Увешанная драгоценностями мачеха в своем расписном кимоно совсем не напоминала убитую горем вдову. И Марина некстати вспомнила, как называла ее одна из смотрительниц музея, Клавдия Владимировна: «фрау-мадам», а еще «Новогодняя елка». Хотя наряды мачехи тоже мало беспокоили Марину. Она поняла, что по какой-то причине Ольга Борисовна боится остаться с ней наедине, а Молодцов, похоже, знает эту причину. Иначе он бы поспешно покинул палату, чтобы не встревать в семейные дрязги.
И все же ей многое надо было выяснить, поэтому Марина снова собрала свои силы в кулак и решительно произнесла:
– И все-таки я настаиваю, Руслан Яковлевич! Оставьте нас вдвоем. Надеюсь, Ольга Борисовна доложит вам после, о чем мы с ней разговаривали. – И не удержалась, съязвила: – Если она соизволит доложить!
Молодцов и мачеха быстро переглянулись. Руслан Яковлевич едва заметно кивнул.
– Ольга Борисовна, я вас ненадолго покидаю. Надеюсь, через полчаса вы освободитесь? – И посмотрел на Марину.

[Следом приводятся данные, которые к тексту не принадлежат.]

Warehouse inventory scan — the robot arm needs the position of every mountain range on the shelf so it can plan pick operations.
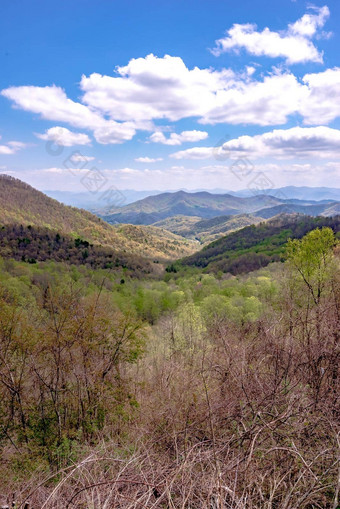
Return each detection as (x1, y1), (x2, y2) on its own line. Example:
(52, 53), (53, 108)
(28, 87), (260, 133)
(44, 186), (340, 211)
(0, 175), (197, 262)
(100, 191), (339, 225)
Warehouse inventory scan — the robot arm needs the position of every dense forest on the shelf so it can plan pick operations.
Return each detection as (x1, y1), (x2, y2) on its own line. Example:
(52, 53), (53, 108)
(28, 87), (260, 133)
(178, 215), (340, 275)
(0, 223), (340, 509)
(0, 224), (153, 276)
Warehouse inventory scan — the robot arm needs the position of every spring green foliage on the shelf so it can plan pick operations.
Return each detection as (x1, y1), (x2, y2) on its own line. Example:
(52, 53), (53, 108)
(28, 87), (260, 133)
(0, 227), (340, 509)
(287, 228), (335, 304)
(178, 216), (340, 274)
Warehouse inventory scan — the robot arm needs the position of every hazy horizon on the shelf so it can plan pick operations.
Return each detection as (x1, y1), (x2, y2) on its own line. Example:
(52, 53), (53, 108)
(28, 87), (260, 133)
(0, 0), (340, 192)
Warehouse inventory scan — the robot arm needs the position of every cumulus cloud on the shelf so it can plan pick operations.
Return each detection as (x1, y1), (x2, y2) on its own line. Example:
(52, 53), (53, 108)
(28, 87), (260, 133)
(36, 126), (91, 147)
(0, 136), (27, 155)
(300, 67), (340, 124)
(1, 85), (136, 144)
(80, 54), (308, 126)
(135, 157), (163, 163)
(170, 126), (340, 159)
(150, 130), (208, 145)
(70, 153), (95, 163)
(2, 50), (340, 138)
(212, 6), (329, 64)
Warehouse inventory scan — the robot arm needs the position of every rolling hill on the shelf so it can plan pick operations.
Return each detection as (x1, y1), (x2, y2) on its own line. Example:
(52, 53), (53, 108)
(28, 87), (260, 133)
(0, 175), (197, 261)
(101, 191), (334, 225)
(154, 214), (262, 244)
(175, 215), (340, 274)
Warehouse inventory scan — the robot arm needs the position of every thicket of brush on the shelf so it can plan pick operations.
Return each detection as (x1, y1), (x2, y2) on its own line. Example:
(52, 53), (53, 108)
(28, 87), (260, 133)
(0, 228), (340, 509)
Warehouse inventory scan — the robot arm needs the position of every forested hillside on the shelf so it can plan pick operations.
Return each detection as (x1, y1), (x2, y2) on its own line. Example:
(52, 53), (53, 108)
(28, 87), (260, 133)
(0, 175), (197, 261)
(178, 215), (340, 274)
(0, 225), (340, 509)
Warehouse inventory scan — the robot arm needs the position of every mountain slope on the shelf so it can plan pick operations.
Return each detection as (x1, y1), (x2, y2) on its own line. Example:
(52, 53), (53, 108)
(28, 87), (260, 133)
(102, 191), (283, 224)
(178, 215), (340, 274)
(154, 214), (262, 244)
(0, 175), (197, 261)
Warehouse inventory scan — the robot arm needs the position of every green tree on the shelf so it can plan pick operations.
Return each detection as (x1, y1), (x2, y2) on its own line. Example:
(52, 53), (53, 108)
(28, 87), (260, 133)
(287, 228), (335, 305)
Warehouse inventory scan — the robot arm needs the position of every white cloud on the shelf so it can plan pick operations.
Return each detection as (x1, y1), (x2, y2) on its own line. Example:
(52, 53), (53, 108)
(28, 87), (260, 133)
(170, 126), (340, 160)
(1, 85), (136, 144)
(150, 130), (208, 145)
(2, 49), (340, 138)
(300, 67), (340, 124)
(70, 152), (95, 163)
(135, 157), (163, 163)
(80, 54), (308, 126)
(212, 6), (329, 64)
(0, 136), (27, 155)
(36, 126), (91, 147)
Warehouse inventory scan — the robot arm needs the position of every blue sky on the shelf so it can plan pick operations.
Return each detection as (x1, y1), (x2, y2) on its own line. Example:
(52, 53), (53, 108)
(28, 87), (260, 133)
(0, 0), (340, 192)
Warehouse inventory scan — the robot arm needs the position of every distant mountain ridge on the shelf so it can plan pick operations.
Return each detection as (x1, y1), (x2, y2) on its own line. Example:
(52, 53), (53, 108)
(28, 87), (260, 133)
(0, 175), (197, 260)
(43, 186), (340, 211)
(177, 214), (340, 275)
(102, 191), (336, 225)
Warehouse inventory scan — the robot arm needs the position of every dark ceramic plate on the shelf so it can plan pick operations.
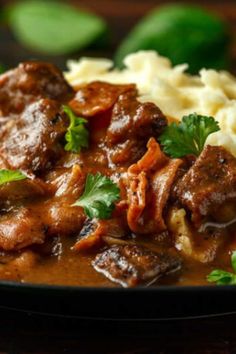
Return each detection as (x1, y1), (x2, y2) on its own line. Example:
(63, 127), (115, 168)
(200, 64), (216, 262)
(0, 282), (236, 321)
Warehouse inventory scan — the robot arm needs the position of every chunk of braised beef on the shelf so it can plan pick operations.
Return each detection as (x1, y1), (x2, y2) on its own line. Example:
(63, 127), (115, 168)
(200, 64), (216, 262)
(0, 61), (73, 117)
(92, 245), (181, 287)
(0, 99), (66, 172)
(0, 207), (45, 251)
(106, 92), (167, 164)
(173, 145), (236, 224)
(70, 81), (137, 117)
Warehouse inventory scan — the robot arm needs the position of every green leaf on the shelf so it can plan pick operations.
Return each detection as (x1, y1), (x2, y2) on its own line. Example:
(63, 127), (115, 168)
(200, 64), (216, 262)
(74, 173), (120, 219)
(63, 106), (89, 153)
(0, 170), (27, 185)
(6, 0), (107, 55)
(231, 251), (236, 273)
(207, 269), (236, 285)
(158, 113), (220, 158)
(115, 4), (229, 73)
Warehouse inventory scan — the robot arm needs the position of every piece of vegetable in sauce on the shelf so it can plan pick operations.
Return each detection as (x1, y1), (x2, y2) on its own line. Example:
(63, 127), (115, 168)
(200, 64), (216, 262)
(0, 169), (27, 185)
(207, 251), (236, 285)
(159, 113), (220, 158)
(63, 105), (89, 153)
(74, 173), (120, 219)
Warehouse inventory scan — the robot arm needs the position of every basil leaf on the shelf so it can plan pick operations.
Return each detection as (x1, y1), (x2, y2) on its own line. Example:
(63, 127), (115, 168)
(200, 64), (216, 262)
(6, 0), (106, 55)
(115, 4), (229, 73)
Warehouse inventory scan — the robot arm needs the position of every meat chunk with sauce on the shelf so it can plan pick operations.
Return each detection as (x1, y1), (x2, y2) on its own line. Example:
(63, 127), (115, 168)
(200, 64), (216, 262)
(0, 99), (66, 172)
(0, 62), (73, 118)
(92, 245), (181, 287)
(106, 92), (167, 164)
(70, 81), (137, 117)
(174, 146), (236, 224)
(0, 207), (45, 251)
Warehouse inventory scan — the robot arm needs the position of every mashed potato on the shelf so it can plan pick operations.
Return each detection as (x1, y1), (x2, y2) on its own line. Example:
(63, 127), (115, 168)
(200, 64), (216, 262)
(65, 51), (236, 156)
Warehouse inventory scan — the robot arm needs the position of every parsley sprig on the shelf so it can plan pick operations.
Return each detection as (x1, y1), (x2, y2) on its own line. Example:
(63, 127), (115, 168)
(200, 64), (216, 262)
(63, 105), (89, 153)
(159, 113), (220, 158)
(74, 173), (120, 219)
(207, 251), (236, 285)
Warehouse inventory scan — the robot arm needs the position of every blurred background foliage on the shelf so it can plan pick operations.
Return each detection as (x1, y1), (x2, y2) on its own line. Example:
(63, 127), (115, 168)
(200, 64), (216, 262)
(0, 0), (236, 72)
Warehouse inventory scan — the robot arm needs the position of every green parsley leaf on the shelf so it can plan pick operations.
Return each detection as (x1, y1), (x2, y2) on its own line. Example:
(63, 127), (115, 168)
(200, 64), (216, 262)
(159, 113), (220, 157)
(63, 106), (89, 153)
(74, 173), (120, 219)
(207, 251), (236, 285)
(0, 170), (27, 185)
(5, 0), (108, 55)
(231, 251), (236, 273)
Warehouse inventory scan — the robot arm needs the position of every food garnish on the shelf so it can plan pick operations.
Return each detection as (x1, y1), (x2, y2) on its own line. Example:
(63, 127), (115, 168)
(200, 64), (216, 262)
(0, 169), (27, 185)
(63, 105), (89, 153)
(5, 0), (107, 55)
(159, 113), (220, 158)
(207, 251), (236, 285)
(74, 173), (120, 219)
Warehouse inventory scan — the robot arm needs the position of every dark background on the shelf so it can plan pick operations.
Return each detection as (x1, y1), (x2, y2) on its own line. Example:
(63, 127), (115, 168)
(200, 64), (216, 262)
(0, 0), (236, 354)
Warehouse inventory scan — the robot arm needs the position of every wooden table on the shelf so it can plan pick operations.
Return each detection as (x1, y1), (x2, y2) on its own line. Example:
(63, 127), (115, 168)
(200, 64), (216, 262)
(0, 311), (236, 354)
(0, 0), (236, 354)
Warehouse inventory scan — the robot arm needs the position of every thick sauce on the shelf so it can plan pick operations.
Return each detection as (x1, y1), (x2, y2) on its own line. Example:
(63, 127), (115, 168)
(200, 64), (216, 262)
(0, 63), (236, 287)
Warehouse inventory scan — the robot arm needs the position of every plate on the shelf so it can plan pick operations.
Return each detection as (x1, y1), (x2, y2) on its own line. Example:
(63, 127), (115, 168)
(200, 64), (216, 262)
(0, 282), (236, 321)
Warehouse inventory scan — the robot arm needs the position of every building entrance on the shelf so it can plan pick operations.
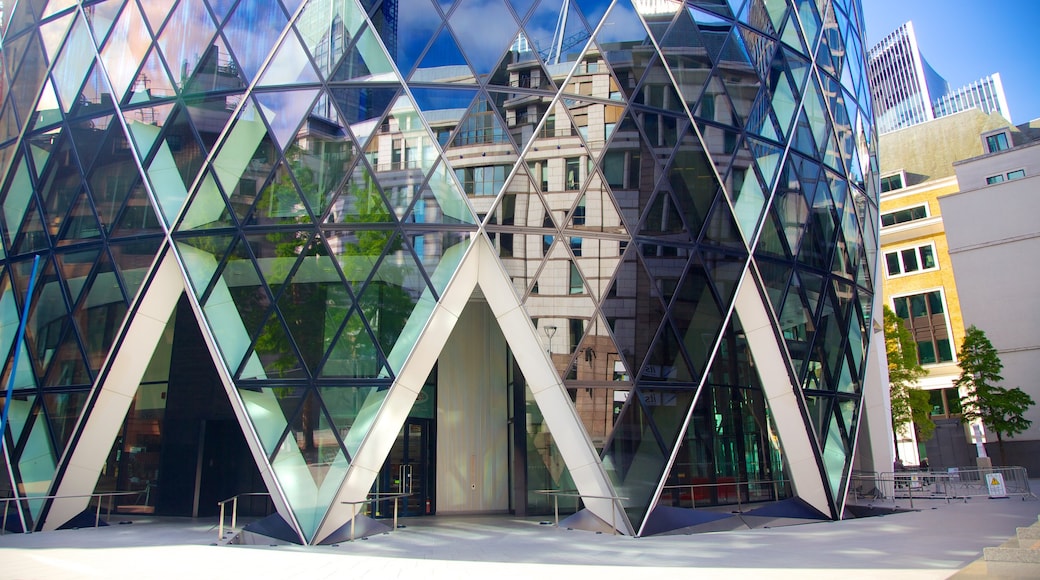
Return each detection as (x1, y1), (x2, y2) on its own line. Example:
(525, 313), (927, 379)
(375, 417), (437, 518)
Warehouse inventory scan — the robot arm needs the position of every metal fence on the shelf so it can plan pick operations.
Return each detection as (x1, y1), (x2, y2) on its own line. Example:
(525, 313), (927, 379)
(849, 467), (1037, 507)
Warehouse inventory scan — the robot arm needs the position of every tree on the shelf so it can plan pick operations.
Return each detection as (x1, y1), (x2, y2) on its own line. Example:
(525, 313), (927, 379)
(955, 324), (1034, 465)
(885, 306), (935, 459)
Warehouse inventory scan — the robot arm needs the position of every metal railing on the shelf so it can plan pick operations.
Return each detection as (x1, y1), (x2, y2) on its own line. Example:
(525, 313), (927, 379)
(0, 491), (144, 535)
(661, 479), (789, 513)
(849, 466), (1037, 508)
(341, 493), (412, 542)
(535, 490), (629, 535)
(216, 492), (270, 542)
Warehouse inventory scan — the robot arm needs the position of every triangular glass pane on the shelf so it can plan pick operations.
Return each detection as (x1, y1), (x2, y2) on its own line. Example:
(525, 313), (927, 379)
(411, 27), (476, 84)
(41, 322), (94, 388)
(486, 36), (556, 92)
(245, 162), (313, 228)
(54, 248), (101, 311)
(701, 197), (746, 254)
(67, 61), (116, 116)
(101, 2), (152, 102)
(639, 321), (700, 383)
(402, 164), (478, 225)
(57, 192), (101, 246)
(224, 2), (286, 82)
(109, 237), (162, 302)
(110, 182), (162, 238)
(87, 0), (125, 45)
(158, 2), (217, 88)
(182, 35), (249, 94)
(406, 231), (472, 295)
(74, 253), (129, 374)
(320, 311), (384, 378)
(358, 235), (436, 373)
(640, 189), (691, 243)
(332, 86), (398, 147)
(671, 259), (724, 369)
(317, 387), (388, 459)
(37, 393), (87, 456)
(253, 89), (318, 152)
(3, 156), (32, 252)
(239, 313), (307, 379)
(296, 0), (365, 77)
(40, 10), (78, 62)
(8, 200), (50, 256)
(285, 113), (357, 217)
(564, 173), (628, 236)
(177, 236), (237, 299)
(484, 161), (554, 228)
(601, 244), (665, 376)
(755, 258), (792, 318)
(668, 129), (721, 237)
(278, 239), (350, 373)
(257, 30), (319, 86)
(124, 50), (177, 104)
(520, 0), (586, 71)
(51, 13), (94, 112)
(123, 103), (173, 159)
(324, 160), (395, 228)
(200, 242), (274, 372)
(329, 23), (397, 82)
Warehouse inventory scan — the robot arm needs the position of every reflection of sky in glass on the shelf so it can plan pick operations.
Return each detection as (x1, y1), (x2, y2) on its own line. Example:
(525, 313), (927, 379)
(450, 0), (518, 75)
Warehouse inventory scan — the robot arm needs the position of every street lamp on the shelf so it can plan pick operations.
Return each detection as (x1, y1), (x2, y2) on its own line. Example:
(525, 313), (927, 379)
(542, 326), (556, 357)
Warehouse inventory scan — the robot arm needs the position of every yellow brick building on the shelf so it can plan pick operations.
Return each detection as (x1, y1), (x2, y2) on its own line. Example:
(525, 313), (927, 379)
(879, 109), (1008, 468)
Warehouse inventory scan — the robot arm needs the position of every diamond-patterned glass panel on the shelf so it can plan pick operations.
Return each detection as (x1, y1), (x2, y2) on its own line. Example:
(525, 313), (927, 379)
(0, 0), (879, 542)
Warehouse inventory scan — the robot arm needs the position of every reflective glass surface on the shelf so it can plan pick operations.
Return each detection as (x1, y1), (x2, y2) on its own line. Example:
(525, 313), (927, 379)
(0, 0), (877, 542)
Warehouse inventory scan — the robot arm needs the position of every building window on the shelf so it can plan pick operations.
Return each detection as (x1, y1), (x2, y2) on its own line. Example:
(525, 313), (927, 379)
(929, 387), (961, 417)
(881, 172), (905, 193)
(564, 157), (581, 191)
(881, 204), (928, 228)
(983, 131), (1009, 153)
(885, 243), (939, 278)
(456, 165), (506, 195)
(892, 290), (954, 365)
(986, 169), (1025, 185)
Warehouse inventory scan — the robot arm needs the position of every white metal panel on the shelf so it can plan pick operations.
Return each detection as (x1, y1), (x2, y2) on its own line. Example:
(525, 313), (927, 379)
(735, 279), (831, 515)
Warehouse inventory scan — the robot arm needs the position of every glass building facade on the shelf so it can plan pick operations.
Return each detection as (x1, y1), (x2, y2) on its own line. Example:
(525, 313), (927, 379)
(0, 0), (891, 544)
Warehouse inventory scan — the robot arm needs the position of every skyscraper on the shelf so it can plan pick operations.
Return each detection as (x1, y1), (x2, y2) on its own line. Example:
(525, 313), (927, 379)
(0, 0), (891, 544)
(867, 22), (1011, 133)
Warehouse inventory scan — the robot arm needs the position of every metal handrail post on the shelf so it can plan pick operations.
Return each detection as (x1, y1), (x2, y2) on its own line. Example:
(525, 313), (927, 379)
(350, 503), (358, 542)
(552, 494), (560, 528)
(393, 497), (397, 529)
(216, 501), (226, 542)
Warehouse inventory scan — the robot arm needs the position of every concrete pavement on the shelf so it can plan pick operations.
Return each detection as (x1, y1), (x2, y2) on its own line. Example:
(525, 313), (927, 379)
(0, 498), (1040, 580)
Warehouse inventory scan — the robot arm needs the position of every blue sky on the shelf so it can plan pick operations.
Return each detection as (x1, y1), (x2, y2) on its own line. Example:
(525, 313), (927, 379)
(862, 0), (1040, 124)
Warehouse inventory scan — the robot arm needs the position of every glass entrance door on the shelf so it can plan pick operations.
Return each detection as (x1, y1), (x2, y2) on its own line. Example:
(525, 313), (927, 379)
(375, 417), (437, 518)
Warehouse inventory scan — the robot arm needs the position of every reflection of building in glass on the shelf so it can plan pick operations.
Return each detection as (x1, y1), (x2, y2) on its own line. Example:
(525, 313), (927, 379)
(867, 22), (1011, 133)
(0, 0), (891, 544)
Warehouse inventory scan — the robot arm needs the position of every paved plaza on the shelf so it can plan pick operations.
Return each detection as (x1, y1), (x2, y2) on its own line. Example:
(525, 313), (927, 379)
(0, 498), (1040, 580)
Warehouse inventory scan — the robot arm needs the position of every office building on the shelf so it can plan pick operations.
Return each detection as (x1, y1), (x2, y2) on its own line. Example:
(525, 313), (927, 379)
(867, 22), (1011, 134)
(939, 121), (1040, 476)
(879, 109), (1007, 468)
(0, 0), (891, 544)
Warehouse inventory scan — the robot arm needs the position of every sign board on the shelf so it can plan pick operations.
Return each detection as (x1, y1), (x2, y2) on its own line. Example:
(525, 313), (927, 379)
(986, 473), (1008, 498)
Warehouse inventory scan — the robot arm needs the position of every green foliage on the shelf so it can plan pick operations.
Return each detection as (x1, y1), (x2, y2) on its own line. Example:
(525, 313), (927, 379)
(885, 306), (935, 441)
(955, 325), (1035, 464)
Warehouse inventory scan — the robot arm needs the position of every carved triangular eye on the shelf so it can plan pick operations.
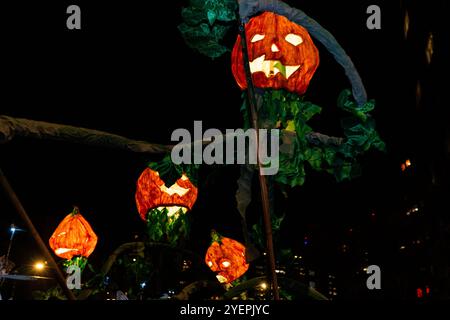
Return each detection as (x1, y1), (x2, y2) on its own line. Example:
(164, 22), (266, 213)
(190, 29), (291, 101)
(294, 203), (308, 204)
(251, 33), (266, 43)
(285, 33), (303, 46)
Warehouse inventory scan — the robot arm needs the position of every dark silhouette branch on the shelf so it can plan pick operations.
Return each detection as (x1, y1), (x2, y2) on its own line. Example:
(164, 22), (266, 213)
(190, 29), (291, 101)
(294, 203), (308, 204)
(0, 116), (173, 154)
(0, 115), (344, 155)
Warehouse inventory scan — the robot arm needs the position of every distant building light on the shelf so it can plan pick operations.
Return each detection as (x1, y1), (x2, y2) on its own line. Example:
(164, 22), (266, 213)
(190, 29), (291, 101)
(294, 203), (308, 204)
(416, 288), (423, 299)
(405, 159), (411, 168)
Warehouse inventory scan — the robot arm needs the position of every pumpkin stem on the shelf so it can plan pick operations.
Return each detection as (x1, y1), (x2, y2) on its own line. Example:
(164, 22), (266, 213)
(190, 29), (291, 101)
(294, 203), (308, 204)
(211, 229), (222, 244)
(71, 206), (80, 217)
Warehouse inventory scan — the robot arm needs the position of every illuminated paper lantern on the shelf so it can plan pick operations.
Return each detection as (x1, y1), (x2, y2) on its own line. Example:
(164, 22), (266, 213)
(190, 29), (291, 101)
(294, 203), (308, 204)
(231, 12), (319, 95)
(205, 232), (249, 283)
(49, 208), (97, 260)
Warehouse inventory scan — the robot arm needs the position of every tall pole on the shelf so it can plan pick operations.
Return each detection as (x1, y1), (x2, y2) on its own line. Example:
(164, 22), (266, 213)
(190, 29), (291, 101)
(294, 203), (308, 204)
(0, 168), (76, 300)
(239, 22), (280, 300)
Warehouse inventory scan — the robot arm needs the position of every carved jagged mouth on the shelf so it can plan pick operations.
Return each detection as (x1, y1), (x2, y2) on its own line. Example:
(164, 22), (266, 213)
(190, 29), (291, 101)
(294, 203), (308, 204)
(250, 55), (300, 79)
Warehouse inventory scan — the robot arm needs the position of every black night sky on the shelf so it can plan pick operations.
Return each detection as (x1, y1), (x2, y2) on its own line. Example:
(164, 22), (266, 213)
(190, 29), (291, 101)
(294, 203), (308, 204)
(0, 0), (450, 299)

– А это уж как масть пойдет, – неожиданно та вспомнила присказку Арсена, и у нее снова защемило сердце. Но она не подала виду, как ей погано сейчас, и лишь недружелюбно добавила: – Я бы вам советовала держаться от музея подальше. А то в моей голове витают кое-какие подозрения. Уж не с вашей ли легкой руки он превратился в не представляющую историческойценности обузу для государства?
Сказала и поняла, что попала в цель, потому что Молодцов побледнел, стянул очки и воздел руки к потолку.
– Как у вас язык повернулся такое сказать, Марина Аркадьевна? Как вы могли? Это же оскорбление! Клевета! Намеренная клевета!
Но возмущался он столь активно, так брызгал слюной изо рта и потрясал руками, что она еще больше уверилась в своих подозрениях.
– Помолчите, Молодцов! Вы хоть и большой начальник в местных культурных кругах, но мне вы не указ! Учтите, я сама проверю все бумаги, выводы экспертов и прочие документы и все равно докопаюсь до истины. Но мне кажется, я уже знаю, откуда ветер дует. Так что идите и думайте, пока не поздно, как исправить положение.
– Боже! – Молодцов близоруко прищурился. – Милая, славная девочка превратилась в мерзкую бандершу. Куда пропало ваше воспитание? Или в своей Сибири растеряли? Среди диких аборигенов?